A thousand CIOs, CISOs, CTOs, IT Directors, Network Architects, Security Directors and IT Security Specialists were surveyed across nine countries (France, Germany, Israel, Italy, Kingdom of Saudi Arabia, the Netherlands, UAE, the UK and the US), in June/July 2020. The survey reached a wide cross-section of vertical industries in both public and private sectors, including education, financial services, government, healthcare, IT & telecoms, manufacturing & production, media, leisure & entertainment, retail, transport and utilities/energy. The size of organizations represented by respondents ranged between 1,000 and upward of 5,000 employees.

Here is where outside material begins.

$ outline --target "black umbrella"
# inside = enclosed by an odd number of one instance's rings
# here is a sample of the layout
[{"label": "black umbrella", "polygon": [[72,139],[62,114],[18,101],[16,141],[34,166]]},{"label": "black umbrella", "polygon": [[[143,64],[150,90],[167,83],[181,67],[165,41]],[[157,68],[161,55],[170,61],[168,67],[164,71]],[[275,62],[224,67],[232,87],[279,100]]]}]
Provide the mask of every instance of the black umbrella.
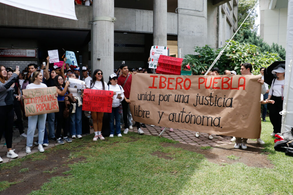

The research was conducted on Juniper’s behalf by Vanson Bourne Ltd., and respondents were not made aware of the company commissioning the research.
*Threat-aware network definition supplied to survey respondents: Critical security components are visibility and enforcement – everywhere. In addition to perimeter defences, a true threat-aware network has the ability to enforce security at any location; from routers to switches, in the cloud and across all the links which bind the organization together.